Line passing through two points

For two points $(x_0,y_0)$ and $(x_1, y_1)$ in Cartesian space $\mathbb{R}^2$, there exists an implicit line with the equation

$$(y_1 - y_0) x - (x_1 - x_0) y - y_1 x_0 + x_1 y_0 = 0$$ (1.27)

where it is clearly visible that there are no singularities and all values are admissible.

Indicating with $(d_x, d_y)$ the difference between the two points, the line passing through a point $(x_0,y_0)$ and directed along the vector $(d_x, d_y)$ has the equation

$$d_y x - d_x y + y_0 d_x - x_0 d_y = 0$$ (1.28)

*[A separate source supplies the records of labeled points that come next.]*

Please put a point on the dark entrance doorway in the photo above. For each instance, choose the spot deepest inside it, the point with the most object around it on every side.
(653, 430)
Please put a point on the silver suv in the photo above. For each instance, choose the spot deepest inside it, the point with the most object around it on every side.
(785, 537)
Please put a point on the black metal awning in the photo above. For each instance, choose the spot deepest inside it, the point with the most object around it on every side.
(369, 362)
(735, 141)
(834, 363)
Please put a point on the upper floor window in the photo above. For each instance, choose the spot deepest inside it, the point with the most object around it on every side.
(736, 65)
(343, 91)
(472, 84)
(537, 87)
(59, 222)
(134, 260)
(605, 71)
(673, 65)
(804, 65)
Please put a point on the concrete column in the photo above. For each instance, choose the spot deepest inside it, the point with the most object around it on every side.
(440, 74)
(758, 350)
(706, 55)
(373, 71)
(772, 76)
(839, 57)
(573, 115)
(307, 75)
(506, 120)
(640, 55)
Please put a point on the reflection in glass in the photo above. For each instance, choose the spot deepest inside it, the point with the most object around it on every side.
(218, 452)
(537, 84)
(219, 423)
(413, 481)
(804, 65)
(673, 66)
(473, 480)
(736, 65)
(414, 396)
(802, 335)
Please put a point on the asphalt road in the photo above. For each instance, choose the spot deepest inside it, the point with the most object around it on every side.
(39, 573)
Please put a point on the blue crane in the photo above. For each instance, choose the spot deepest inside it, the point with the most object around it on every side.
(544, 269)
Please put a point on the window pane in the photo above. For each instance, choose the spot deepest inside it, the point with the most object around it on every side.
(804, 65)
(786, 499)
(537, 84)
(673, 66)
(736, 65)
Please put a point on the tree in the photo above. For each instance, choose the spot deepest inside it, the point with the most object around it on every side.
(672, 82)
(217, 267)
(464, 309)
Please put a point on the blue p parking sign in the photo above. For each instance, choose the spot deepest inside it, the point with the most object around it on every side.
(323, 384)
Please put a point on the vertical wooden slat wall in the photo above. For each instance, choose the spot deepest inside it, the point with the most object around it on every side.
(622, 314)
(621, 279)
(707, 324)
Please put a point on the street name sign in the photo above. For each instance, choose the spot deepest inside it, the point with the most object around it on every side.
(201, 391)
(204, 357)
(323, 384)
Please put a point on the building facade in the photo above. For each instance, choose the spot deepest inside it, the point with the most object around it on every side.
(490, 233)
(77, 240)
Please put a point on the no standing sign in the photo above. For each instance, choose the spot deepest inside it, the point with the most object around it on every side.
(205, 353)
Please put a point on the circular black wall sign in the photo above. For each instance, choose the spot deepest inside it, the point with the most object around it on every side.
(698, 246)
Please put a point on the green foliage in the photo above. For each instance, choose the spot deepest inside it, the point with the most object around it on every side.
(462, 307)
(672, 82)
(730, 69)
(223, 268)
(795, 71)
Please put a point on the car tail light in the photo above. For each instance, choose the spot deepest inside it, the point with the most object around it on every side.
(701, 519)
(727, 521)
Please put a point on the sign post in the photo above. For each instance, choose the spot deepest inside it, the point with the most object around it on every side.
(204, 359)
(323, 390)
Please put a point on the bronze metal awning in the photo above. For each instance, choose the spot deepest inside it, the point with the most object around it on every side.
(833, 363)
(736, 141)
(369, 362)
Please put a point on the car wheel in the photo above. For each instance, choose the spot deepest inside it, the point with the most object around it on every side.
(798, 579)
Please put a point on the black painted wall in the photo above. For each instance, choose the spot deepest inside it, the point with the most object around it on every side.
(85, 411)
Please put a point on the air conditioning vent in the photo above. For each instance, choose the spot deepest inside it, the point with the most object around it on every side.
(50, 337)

Generalizing to the n-dimensional case, the equation of the line in $\mathbb{R}^{n}$, passing through two points $\mathbf {p}$ and $\mathbf{q}$ written in homogeneous form, is the locus of points $\mathbf{x} \in \mathbb{R}^n$ such that

$$\mathbf{x} = (1-t) \mathbf{p} + t \mathbf{q} = \mathbf{p} + t ( \mathbf{q} - \mathbf{p} )$$ (1.29)

the equation of the parametric ray with $t \in \mathbb{R}$ scalar value. The values of $\mathbf {x}$ associated with values $t \in [0,1]$ are internal points to the segment $(\mathbf{p},\mathbf{q})$.

Using instead the homogeneous coordinates, limited to the two-dimensional Cartesian case, the following remarkable result is obtained: the line with parameters $\mathbf{l}=(a,b,c)^{\top}$, passing through the points $\mathbf{x}_1$ and $\mathbf{x}_2$, is obtained as

$$\mathbf{l}=\mathbf{x}_1 \times \mathbf{x}_2$$ (1.30)

since any point $\mathbf {x}$, to belong to the line, must satisfy the equation (1.26).